"Thoughts that go like bullets through you,
The time you told me that you wish you were dead." -LONTALIUS
When I first heard that song I thought about the last time I contemplated suicide, when I closed my eyes, who did I see?
I believe in ENDLESS HOPE. Call me naive, call me immature, but I guarantee I've lived more than my fair share of life. It was honestly when I was at my lowest, ready to die that I decided to believe in hope. To believe in happiness. To believe that if I just had faith in a brighter tomorrow, it would come.
AND IT DID. The earth shattering, soul crushing depression was managed. I got out of bed, I stopped harming myself, I still struggle with anxiety but I have hope that there will be a day that I don't. I just know it, it won't just magically happen. I work for it. I choose happiness, I choose hope every single day.
If it doesn't help foster growth and happiness, it has no place in my life, I know that right now I can't handle someone else's hurt. I have to cut those people out of my life. I can't carry their pain for them anymore and it was hard. Choosing hope meant learning to say no. I found that I was continually over extending myself for people who wouldn't do the same for me. That isn't selfish, that is self care.
PROTECT YOUR PEACE. There is no hope in a world where none of your needs are met. I'll preach it until my head explodes SELF CARE * SELF CARE *SELF CARE! I found hope in a world where I stopped expecting others to care about me and I started caring about myself. Once I was able to care for myself, I was able to care for other. Put the oxygen mask on yourself first!
If you need help, ASK FOR IT! I am not just talking about mental health, if you need someone to hold the door for you, if you need someone to help you get something off of a shelf, ASK! And then pay it forward.

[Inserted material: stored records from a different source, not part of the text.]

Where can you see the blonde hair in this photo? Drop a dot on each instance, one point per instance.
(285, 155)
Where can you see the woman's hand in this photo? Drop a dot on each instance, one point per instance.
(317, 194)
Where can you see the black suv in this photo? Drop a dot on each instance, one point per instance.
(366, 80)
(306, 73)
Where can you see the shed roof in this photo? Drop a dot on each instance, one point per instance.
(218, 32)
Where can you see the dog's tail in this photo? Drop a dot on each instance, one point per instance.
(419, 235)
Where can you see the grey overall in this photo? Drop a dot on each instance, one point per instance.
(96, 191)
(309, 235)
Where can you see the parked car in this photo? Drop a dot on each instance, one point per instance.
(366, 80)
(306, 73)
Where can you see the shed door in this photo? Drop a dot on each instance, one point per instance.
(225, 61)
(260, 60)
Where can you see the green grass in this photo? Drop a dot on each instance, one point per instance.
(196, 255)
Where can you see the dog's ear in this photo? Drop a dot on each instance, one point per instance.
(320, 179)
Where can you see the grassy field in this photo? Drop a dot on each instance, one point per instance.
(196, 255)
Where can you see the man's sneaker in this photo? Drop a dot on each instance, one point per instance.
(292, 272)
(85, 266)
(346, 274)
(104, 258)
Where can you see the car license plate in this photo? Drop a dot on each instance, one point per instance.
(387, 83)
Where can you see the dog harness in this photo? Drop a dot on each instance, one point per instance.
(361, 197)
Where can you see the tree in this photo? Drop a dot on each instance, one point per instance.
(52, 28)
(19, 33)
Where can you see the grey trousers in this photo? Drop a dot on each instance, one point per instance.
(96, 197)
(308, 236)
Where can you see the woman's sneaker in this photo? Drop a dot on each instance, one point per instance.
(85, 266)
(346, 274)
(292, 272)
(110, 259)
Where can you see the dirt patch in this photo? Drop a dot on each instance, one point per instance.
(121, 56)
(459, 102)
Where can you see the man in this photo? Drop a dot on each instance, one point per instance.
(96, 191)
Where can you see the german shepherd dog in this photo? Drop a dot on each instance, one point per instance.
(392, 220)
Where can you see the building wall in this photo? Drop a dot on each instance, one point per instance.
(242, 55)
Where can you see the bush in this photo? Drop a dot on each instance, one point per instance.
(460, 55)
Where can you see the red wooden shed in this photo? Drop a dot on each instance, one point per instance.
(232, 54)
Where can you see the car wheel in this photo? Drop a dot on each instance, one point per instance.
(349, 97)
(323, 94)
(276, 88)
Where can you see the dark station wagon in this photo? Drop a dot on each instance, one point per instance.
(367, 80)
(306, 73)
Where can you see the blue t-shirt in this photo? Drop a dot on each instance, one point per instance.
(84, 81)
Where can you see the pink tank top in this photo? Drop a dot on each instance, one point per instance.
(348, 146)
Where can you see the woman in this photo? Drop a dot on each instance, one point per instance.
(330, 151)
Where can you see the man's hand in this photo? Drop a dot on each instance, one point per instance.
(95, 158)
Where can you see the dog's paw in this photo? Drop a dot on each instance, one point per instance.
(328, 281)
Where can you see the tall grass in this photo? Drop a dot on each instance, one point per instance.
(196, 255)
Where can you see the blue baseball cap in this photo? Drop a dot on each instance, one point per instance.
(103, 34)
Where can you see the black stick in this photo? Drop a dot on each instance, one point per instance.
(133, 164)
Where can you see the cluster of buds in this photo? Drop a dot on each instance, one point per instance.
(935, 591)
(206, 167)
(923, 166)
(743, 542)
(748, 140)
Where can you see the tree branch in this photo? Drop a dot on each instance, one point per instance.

There has to be more kindness in this world. I found that I'm kinder now than I ever have been, I try to treat everyone how I would want to be treated.
I HAVE HOPE FOR MY FUTURE - because I have love for my NOW. I know my life is about to be lit AF with two kids in Oregon living my best life being a stay at home mom. You know why? Because I'm working hard AF right now to ensure that I can do that comfortably and I love my life right now. I might hate our apartment complex and think our neighbors are rude, but I find hope in every situation. Our views are gorgeous and I love my husband.
So I've given a lot of examples for my life right now. But how did I find endless hope when I was at my lowest?
I focused on THREE THINGS that I didn't totally hate each day before bed. I found hope that I had at least those three bright spots in my day (and they weren't always that bright!). It became all day long I would notice little things that lifted my mood and it was like the world shifted.
(It was noticing that yes there was toilet paper, or yes I wasn't beaten today, or yes there was something to eat!)
In my throes of addiction/domestic abuse/mental illness the world became such a scary dark place. To this day, I'm still dealing with the fear and darkness, but I started seeing the light again. Through hope I started seeing something worth living for again.
And I'm crying while I type this because I don't remember the exact day it happened but I honestly remember what it was like to want to die. That desperation, that hopelessness. Then months later, It was like the sun had come out, after a really long winter and everything looked brighter, I remember just smiling, for nothing, and knowing, this was what it was like to live again.
Like a deep breath of fresh air after you have been drowning. I had been drowning, are you drowning?
For that reason, I choose hope, I choose kindness, I choose happiness every single time. My life isn't perfect, far from it. But I know that I can make the best of every day because that is my choice. It isn't my fault for what happened me, but it is my choice for how long I punish myself for it.
I forgive myself, I forgive every person who has ever hurt me, because we are all different people now and I choose to believe they are different. I choose hope in a brighter future.
Forgiveness means giving up the power to hurt them back for hurting you, and I don't want revenge for what happened to me, the man that hurt me? He might not be in prison right now, but I know that he can never hurt me again and that's enough for me to not want to hurt him. I don't even speak his name because in the words of Kesha,
" You brought the flames and you put me through hell
I had to learn how to fight for myself
And we both know all the truth I could tell
I'll just say this is "I wish you farewell" "
I hope he's somewhere praying, because I know in the karmic universe I'm getting good, what are you getting?